Orbit Fox: Duplicate Page, Menu Icons, SVG Support, Cookie Notice, Custom Fonts & More <= 3.0.6 - Authenticated (Administrator+) Stored Cross-Site Scripting via 'menu-item-icon' Parameter

An authenticated attacker with administrator-level permissions can inject arbitrary JavaScript into a menu item's icon field via the WordPress menu editor. The `save_fields()` method [ref_id=1] applies `sanitize_text_field()` which strips some characters but does not prevent script injection. When the menu is rendered on the front end, the `show_menu()` method [ref_id=1] outputs the unsanitized icon value directly into the menu title via `sprintf()`, causing the stored script to execute in any visitor's browser. The advisory notes this only affects multi-site installations and installations where `unfiltered_html` has been disabled.

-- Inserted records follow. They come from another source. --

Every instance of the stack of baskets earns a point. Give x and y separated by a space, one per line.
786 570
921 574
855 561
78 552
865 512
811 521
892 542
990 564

The vulnerability resides in the `show_menu()` method of the `Menu_Icons_OBFX_Module` class in `obfx_modules/menu-icons/init.php`. The `$icon` value retrieved from `get_post_meta( $menu->ID, 'obfx_menu_icon', true )` is used unsanitized in a `sprintf()` call that constructs the menu title, allowing stored XSS. The `save_fields()` method applies `sanitize_text_field()` on save, but the output in `show_menu()` is never escaped for HTML context.

The patch is not included in the bundle; however, comparing the vulnerable code in version 3.0.6 [ref_id=1] with version 3.0.5 [ref_id=2] shows no change to the `show_menu()` method, indicating the vulnerability exists in both versions. The advisory states the fix requires proper output escaping in the `show_menu()` method — the `$icon` value should be passed through `esc_attr()` or `esc_html()` before being interpolated into the HTML title string. Without a patch diff, the exact remediation cannot be confirmed, but the root cause is the missing escaping on the `$icon` output.